– Люблю я тебя, дурочка.
Дурочка обвила меня руками за шею, и глаза ее засияли.
– Повтори!
– Люблю, и всегда любил, и любить буду.
– Милый мой, глупый мой. Мне никто никогда не говорил таких слов. И ради них, и ради нашего ребенка я пойду с тобой хоть к черту на кулички. Только ты пообещаешь мне, что никогда не перестанешь мне их говорить.
Напустив на себя серьезный вид и выпятив грудь, я ответствовал:
– Обещаю. Гадом буду!
– Собирайся!
Подхватив сумку, стал запихивать в нее всякие тряпки, Роза оживленно мне помогала. Пять секунд – и сумка полная.
– Всё? Ты больше ничего не хочешь взять? Учти, ты сюда не вернешься.
– Вот и замечательно, опостылела мне эта квартира. Гори она синим пламенем!
Я кивнул, и мы вышли за двери. На лестничной площадке, этажом выше, сидел Шустрый и шипел, прикладывая палец к губам. Потихоньку глянув в окно, я лицезрел следующее: у подъезда стояла толпа, человек шесть, что-то оживленно обсуждая. Длинный и нескладный Толик Лентяй размахивал руками и брызгал слюной, отстаивая свои слова:
– Да говорю, это Толстый был! Что я, Толстого не знаю? Сам ты в шары долбишься! Какое на хрен привидение днем? Говорю, видел я, как он с пацаном каким-то проходил!
Положеньице, подумал я, и надо что-то решать срочно, пока они кучкой стоят. Шепнув побледневшей Розе, чтоб здесь подождала, щелкнув затворами, мы скользнули с Шустрым вниз по пролету. Меж тем Толик продолжал:
– Отвечаю, что Толстый! Вон и следы в грязи большие и маленькие. Значит, точно в этот подъезд зашли!
– Это ты не ошибся, Толик! – выкрикнул я, выскочив из подъезда, и дал очередь. С восьми шагов, да по толпе промазать трудно. Следом включился Шустрый, добивая тех, кто не умер сразу.

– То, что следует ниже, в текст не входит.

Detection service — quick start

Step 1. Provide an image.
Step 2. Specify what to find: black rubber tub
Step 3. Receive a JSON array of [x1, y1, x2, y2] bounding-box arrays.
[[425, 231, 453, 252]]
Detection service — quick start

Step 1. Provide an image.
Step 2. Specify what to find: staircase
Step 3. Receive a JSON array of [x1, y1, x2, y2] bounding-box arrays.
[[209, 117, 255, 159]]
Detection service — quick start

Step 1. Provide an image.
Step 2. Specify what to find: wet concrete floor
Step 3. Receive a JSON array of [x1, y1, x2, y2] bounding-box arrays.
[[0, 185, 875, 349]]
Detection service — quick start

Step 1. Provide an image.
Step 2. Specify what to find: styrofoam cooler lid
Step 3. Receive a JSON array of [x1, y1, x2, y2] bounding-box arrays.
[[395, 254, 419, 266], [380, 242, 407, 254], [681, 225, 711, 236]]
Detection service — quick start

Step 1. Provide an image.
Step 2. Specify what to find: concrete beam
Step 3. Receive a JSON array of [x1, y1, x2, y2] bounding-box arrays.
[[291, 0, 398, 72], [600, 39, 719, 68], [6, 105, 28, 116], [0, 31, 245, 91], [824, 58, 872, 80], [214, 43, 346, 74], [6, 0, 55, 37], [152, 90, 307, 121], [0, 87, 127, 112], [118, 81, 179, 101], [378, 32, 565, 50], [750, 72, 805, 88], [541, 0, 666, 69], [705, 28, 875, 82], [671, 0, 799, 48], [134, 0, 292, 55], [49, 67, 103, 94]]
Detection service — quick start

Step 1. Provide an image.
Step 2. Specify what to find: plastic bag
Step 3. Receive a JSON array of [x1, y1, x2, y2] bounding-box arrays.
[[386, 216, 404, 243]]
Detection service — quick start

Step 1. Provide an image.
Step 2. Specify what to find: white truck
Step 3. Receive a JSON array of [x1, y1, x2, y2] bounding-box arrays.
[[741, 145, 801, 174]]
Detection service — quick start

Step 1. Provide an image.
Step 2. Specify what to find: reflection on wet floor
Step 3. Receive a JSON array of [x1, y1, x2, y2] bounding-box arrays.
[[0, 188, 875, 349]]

Я подошел к Толику, бурно икающему кровью:
– Это тебе от Андрюхи Ворона, – и пустил пулю ему в лоб. Голова от выстрела подпрыгнула, как мячик на асфальте. Добивать пришлось всех. Странно, но ни в одного я насмерть сразу не попал. Раз, два, три, четыре, пять. А где шестой?
– Где шестой?
– Не знаю, Толстый, не видел. А разве их шесть было?
– Хрен его знает, – засомневался я, – давай трупы в подъезд оттащим, чтоб в глаза не бросались.